頭の中がハテナマークでよくわからなくなっていた。

 「待って?私知ってるんだよ?伊織があの観覧車で響とデートしてた事。響は、伊織の事が好きだったんだよ?」

伊織は私の言葉に意外そうな顔をしていた。

 「え?そうなの?」

「知らなかったの?伊織は響の事どう思ってたの?」

 「どうって、友達、、、?って言えるのか?」

私が質問責めをすると、伊織が少し頭を掻いて私に言った。

 「ちょっと座ろうぜ、長くなるから」

 私達は、海沿いのコンクリートに並んで腰をかけた。今日は風が強く、伊織の髪も風で靡いていた。

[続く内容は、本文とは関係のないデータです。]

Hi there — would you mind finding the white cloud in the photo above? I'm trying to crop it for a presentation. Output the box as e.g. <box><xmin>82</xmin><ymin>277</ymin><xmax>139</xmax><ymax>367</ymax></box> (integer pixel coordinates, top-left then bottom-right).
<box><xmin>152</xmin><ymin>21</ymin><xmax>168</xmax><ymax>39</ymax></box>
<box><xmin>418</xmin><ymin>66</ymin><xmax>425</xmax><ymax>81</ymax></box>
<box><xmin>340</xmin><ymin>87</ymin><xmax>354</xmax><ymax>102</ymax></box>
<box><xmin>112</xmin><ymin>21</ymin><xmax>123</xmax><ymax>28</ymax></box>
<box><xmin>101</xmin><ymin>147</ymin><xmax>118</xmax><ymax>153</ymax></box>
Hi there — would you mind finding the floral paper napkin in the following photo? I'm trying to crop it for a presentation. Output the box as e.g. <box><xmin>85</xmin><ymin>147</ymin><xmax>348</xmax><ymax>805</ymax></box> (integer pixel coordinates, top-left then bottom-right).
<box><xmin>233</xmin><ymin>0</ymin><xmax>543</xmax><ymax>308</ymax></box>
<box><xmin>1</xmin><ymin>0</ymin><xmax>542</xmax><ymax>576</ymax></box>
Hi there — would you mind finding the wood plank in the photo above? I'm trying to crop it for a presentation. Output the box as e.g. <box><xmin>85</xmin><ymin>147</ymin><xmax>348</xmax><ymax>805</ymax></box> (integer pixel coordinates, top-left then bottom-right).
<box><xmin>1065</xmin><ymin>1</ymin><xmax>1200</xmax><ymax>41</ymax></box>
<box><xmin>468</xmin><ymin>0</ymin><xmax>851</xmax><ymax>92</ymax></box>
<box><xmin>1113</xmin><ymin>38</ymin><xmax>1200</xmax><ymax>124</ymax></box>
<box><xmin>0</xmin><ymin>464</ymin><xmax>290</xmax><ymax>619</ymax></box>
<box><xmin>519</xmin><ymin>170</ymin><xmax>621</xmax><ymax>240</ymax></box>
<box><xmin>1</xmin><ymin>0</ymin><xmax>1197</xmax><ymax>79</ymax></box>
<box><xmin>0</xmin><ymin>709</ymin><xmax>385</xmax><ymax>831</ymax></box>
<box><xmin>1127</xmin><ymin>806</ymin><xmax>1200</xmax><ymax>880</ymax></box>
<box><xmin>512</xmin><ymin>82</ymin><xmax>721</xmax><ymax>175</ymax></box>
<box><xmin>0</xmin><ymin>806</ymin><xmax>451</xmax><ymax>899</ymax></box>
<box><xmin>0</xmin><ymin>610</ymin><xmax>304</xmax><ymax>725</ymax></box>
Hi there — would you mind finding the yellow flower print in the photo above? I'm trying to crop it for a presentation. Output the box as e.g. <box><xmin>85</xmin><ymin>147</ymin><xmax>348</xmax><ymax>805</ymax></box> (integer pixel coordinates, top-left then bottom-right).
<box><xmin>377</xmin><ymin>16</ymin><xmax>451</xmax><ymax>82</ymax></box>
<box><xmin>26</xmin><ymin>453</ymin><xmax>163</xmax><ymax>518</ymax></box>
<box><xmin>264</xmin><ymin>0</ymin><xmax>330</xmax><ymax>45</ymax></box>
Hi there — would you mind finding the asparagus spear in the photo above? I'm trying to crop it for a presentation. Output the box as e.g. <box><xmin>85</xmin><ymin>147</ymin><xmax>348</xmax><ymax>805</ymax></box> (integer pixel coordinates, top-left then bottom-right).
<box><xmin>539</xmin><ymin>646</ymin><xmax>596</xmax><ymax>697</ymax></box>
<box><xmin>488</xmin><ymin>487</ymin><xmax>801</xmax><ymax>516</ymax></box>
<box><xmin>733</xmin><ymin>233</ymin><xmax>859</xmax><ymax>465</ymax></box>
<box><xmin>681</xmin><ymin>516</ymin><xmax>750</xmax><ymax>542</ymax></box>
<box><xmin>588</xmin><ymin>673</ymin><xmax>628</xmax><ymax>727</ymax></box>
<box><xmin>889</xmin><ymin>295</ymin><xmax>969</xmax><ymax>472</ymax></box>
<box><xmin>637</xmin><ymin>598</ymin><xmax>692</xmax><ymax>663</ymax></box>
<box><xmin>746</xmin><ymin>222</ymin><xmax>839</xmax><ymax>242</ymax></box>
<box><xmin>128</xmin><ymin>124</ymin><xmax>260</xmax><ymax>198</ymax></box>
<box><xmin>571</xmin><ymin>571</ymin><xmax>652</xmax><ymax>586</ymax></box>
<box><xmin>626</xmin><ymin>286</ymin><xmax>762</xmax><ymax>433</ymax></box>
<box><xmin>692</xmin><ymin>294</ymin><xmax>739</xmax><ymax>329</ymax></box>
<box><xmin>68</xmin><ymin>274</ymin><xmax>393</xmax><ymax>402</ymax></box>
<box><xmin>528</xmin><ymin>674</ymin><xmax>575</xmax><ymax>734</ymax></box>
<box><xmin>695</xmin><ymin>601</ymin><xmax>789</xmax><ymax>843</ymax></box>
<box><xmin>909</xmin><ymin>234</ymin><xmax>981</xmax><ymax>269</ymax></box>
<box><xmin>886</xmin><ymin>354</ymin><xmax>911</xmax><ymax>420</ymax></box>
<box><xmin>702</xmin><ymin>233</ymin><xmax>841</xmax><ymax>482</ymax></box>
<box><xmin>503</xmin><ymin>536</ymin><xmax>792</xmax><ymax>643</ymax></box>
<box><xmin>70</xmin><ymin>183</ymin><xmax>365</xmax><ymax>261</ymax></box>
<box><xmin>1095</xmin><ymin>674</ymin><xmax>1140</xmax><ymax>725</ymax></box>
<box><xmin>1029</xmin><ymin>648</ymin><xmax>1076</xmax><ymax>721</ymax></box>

 「初めてあの観覧車で会った時、どうして嘘ついたの?響の事知らないなんて、嘘だったんでしょ?」

「そうだなぁ、、、響と約束してたから。詩歌には俺達が会ってる事は内緒にしようって」

「それは、私のせいで伊織のお父さんが亡くなった事が、私にばれないように?」

「そう。詩歌は気が強いけど、凄く傷つきやすいから、自分のせいで誰かが命を落としたなんて知ったら、凄くショックをうけるだろうって」

 響らしい。響はいつもそうやって私が傷つかないように、私の事を守っていた。

 「初めは、俺から響に近づいたんだよ。親父があの海岸で溺れてる詩歌を見つけて、真っ先に助けに行って、何とか詩歌に浮き輪を被らせて近くにいた大人に手渡した時、親父は一瞬で離岸流に流された。いくら訓練を積んでいる人間でも、離岸流に逆らう事は不可能だ」

あのウミネコ島辺りは、海流の影響で特に離岸流が発生しやすいと言っていた。
特にお盆の辺りはよく発生して、毎年水難事故が絶えなかった。

 「親父は、そのまま沖に流されて死体があがってくる事はなかった。別に詩歌のせいじゃない。詩歌を助けようと思って海に飛び込んだのは、親父が判断して、親父が選んだことだ」

「でも、、、」

それでも、責任を感じずにはいられない。現に、私は今命を助けてもらって生きていて、伊織のお父さんは死んでしまっているんだから、、、。